After a seemingly nonstop series of breaches affecting health care organizations, the software giant announces plans to engage with IT security professionals in the industry.
Overflowing with sensitive personal data and payment information, health care systems are a prime target for hackers.
In October, Accenture estimated that over five years, cyber-attacks will cost U.S. health systems $305 billion
in cumulative lifetime revenue. One in 13 patients can expect to have their personal information stolen, including financial details or Social Security numbers, during that time.
Early last year, health insurance provider Anthem reported a data breach affecting 80 million users
. Around the same time, fellow health insurer Premera disclosed a breach
affecting up to 11 million people.
Faced with these risks, Leslie Sistla, chief information security officer of Microsoft Worldwide Health, is calling for "security intervention in health care."
One industry's approach to data security can fall short in another industry, particularly health care, where personal, health and financial information often intersect. "The natural tension between safeguarding data and giving clinicians quick access to patient records, often in life-or-death situations, means the practices that serve other industries can't just be mimicked in a healthcare setting," said Sistla in a Feb. 24 advisory
announcing a new outreach effort by her company.
In addition to new investments in security research and development, Microsoft intends to provide health care IT professionals with strategies and guidance with a new blog series. "In future posts, we'll look at how to mobilize entire organizations, from the C-suite to the clinic, to support a shared culture of cybersecurity," she pledged.
The company will be also sharing its findings, including "some surprising gaps in the kinds of data protected under HIPAA [Health Insurance Portability and Accountability Act]," along with recommendations on balancing security with the data accessibility demands of running a health care organization.
"Protecting data isn't just about responding to hackers or complying with regulatory standards.

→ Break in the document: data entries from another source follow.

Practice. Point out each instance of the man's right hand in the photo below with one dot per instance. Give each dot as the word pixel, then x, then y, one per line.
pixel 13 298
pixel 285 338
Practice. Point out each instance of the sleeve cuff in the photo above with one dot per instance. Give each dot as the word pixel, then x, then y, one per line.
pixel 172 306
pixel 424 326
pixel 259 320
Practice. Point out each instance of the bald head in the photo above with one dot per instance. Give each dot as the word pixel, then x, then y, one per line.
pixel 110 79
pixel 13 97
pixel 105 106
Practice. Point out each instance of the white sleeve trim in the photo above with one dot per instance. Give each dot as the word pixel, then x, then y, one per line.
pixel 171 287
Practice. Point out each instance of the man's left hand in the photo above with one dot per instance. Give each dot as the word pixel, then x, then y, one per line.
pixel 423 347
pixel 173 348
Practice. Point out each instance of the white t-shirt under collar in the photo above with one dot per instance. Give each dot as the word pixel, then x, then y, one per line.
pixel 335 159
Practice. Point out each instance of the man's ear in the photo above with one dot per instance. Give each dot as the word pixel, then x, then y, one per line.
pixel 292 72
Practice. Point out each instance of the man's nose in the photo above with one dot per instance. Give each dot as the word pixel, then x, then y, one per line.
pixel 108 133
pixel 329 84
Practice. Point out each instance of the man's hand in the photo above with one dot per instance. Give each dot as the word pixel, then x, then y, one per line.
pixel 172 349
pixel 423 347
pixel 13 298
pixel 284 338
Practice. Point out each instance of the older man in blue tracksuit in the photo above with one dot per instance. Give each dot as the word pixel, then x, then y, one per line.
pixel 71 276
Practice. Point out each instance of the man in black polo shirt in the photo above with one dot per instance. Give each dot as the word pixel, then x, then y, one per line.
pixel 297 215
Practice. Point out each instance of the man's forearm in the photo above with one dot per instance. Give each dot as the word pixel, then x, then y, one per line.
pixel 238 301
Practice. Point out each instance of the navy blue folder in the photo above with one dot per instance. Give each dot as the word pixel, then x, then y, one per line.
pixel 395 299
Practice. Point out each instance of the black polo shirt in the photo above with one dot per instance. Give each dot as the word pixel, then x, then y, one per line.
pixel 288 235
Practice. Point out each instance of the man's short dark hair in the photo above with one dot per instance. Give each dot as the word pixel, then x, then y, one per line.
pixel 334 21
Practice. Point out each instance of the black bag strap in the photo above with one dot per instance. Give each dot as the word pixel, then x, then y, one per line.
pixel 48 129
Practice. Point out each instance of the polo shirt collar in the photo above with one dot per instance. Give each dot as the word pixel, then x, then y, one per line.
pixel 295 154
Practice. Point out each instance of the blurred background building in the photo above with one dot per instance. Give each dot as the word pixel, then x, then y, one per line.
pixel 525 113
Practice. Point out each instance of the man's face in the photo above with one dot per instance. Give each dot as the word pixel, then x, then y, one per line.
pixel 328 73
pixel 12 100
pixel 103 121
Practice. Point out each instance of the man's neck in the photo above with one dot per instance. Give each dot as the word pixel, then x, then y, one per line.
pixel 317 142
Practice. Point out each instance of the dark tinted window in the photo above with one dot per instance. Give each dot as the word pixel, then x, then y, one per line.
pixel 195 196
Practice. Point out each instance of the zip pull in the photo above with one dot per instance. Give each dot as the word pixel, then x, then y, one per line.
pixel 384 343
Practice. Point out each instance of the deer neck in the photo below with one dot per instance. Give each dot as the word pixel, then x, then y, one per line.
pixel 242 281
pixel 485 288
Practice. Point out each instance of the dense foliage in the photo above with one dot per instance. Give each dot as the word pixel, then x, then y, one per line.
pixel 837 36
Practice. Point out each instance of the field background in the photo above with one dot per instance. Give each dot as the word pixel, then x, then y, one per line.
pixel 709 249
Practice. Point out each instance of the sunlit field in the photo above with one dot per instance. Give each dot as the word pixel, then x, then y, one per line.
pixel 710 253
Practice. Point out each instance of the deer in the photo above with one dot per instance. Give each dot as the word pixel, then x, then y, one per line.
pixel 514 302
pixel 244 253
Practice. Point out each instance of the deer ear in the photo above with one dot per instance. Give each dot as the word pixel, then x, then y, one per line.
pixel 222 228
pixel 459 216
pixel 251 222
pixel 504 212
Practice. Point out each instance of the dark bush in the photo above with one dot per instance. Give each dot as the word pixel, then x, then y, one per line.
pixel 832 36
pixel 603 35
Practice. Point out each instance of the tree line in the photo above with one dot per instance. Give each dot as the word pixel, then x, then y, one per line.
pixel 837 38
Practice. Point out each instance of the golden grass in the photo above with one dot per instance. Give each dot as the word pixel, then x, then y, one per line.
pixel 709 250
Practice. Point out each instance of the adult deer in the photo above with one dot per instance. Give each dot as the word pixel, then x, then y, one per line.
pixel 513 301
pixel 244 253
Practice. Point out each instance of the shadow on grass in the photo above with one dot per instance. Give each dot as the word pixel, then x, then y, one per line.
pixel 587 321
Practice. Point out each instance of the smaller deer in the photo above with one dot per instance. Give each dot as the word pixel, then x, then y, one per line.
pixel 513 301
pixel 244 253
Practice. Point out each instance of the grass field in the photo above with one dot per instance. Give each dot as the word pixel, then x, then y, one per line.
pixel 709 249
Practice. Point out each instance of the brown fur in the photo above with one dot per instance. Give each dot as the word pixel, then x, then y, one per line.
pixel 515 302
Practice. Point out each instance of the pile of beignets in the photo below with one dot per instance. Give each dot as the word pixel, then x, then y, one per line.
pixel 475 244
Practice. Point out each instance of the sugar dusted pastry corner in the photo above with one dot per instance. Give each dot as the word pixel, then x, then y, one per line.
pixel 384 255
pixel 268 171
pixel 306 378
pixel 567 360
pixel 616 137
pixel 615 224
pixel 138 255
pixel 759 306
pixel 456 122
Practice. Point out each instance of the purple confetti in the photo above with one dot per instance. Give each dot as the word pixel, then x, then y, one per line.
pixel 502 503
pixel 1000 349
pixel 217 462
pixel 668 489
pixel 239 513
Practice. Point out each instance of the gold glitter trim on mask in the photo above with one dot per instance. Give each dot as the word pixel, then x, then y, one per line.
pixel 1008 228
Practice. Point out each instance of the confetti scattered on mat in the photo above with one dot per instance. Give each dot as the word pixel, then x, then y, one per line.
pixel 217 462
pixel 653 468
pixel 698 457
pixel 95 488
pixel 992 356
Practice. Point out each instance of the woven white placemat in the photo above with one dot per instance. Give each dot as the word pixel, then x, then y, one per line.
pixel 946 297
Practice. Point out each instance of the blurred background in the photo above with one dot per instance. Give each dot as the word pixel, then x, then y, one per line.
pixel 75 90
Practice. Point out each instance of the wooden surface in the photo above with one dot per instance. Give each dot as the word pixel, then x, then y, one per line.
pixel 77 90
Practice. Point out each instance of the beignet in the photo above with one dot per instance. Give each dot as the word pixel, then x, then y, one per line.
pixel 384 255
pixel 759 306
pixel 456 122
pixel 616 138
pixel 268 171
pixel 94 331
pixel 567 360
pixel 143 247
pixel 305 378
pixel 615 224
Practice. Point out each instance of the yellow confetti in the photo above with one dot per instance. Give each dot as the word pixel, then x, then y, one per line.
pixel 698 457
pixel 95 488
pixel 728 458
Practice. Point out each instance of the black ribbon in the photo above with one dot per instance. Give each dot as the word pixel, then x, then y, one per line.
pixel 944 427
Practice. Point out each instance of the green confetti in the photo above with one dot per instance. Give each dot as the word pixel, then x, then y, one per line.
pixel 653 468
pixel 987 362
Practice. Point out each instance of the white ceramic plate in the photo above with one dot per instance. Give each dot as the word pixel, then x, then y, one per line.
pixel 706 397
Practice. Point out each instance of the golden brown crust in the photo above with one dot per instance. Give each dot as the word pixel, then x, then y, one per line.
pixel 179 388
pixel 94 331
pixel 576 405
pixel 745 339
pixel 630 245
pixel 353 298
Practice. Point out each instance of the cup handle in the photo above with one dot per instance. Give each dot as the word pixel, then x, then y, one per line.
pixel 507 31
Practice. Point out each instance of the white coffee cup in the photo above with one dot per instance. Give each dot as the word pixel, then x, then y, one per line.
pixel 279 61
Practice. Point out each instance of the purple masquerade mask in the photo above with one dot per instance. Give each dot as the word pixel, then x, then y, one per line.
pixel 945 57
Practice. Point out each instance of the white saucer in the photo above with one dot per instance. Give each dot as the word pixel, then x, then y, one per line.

Organizations that have focused on reactive measures must expand their efforts to include proactive approaches as well," said Sistla, hinting that hospitals and health insurers can do more to ward off threats to patient data.
"This includes routine exercises designed to test their own systems' vulnerabilities," Sistla continued. "It includes taking measures to reduce the loss or theft of laptops and other devices containing data, which account for 65 percent of the data-breach incidents reported to the U.S. Department of Health and Human Services." In 2012, an Indiana Cancer Group employee's stolen laptop
compromised the data of 55,000 patients and workers associated with the 21-location health care network.
"The healthcare industry may be uniquely vulnerable now, but at Microsoft we're convinced that there's never been a better opportunity to set a new standard for security and privacy," Sistla said.
A recent TD Bank survey of 300 senior health care finance executives suggests that Microsoft's timing is right. When asked to identify three key areas of capital spending for 2016, data security (41 percent) followed closely behind existing facilities (44 percent) and technology in general (58 percent).